The remaining config (connection string, topic prefix, converters) is standard Debezium/Kafka Connect boilerplate.

Without the Outbox Event Router, Debezium would emit raw CDC envelopes (with before/after state, source metadata, etc.) to a single topic named after the collection. The router transforms outbox documents into clean domain events and routes them to the correct topic based on aggregatetype.

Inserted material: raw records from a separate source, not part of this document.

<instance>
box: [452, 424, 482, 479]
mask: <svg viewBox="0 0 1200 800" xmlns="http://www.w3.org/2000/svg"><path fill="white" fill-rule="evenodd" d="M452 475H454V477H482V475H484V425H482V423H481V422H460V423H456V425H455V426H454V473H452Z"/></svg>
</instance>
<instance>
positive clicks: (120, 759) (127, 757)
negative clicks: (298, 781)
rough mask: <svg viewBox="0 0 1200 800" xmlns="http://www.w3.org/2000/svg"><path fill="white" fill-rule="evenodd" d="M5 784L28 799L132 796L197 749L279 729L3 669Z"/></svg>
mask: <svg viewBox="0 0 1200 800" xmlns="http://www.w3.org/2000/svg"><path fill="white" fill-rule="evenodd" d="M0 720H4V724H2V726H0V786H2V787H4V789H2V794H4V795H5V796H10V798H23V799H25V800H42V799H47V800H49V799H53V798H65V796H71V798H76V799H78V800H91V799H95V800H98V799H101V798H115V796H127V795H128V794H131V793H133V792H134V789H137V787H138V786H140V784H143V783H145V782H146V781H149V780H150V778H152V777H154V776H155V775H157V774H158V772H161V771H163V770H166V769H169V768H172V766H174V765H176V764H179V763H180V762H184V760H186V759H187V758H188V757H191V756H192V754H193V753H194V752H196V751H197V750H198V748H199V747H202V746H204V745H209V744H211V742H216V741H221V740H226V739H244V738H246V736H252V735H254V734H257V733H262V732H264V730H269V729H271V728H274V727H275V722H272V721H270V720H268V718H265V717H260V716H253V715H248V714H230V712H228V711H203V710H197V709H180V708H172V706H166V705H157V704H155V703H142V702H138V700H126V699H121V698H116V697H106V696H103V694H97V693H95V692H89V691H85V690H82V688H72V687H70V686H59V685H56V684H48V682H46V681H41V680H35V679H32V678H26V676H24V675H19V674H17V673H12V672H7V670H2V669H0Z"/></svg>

Three configuration choices matter most:

snapshot.mode: Use "initial" to backfill all existing records when setting up Debezium on an existing collection. Use "no_data" to capture only changes going forward.
tasks.max: This should match the number of MongoDB shards, not replicas. Each task reads the change stream from one shard in parallel. For an unsharded deployment, keep this at 1.
aggregateid as the Kafka key: This ensures all events for the same business entity land on the same Kafka partition, preserving ordering per aggregate. Note that ordering is only guaranteed within a partition; events across different aggregates may be consumed in any order.

Registering the Connector

curl -s -X POST \
  -H "Accept: application/json" \
  -H "Content-Type: application/json" \
  http://localhost:8083/connectors \
  -d @connector.json | jq .

Once registered, insert a document into the outbox collection:

db.getSiblingDB("demo").outbox.insertOne({
  aggregateid:   "order-1",
  aggregatetype: "orders",
  type:          "OrderPlaced",
  payload: {
    orderId:    "order-1",
    customerId: "customer-42",
    items: [
      { sku: "WIDGET-001", qty: 2, price: 19.99 },
      { sku: "GADGET-007", qty: 1, price: 49.99 }
    ],
    totalAmount: 89.97,
    placedAt:    new Date().toISOString()
  }
});

The event appears on the orders Kafka topic (routed by aggregatetype) with order-1 as the partition key (from aggregateid).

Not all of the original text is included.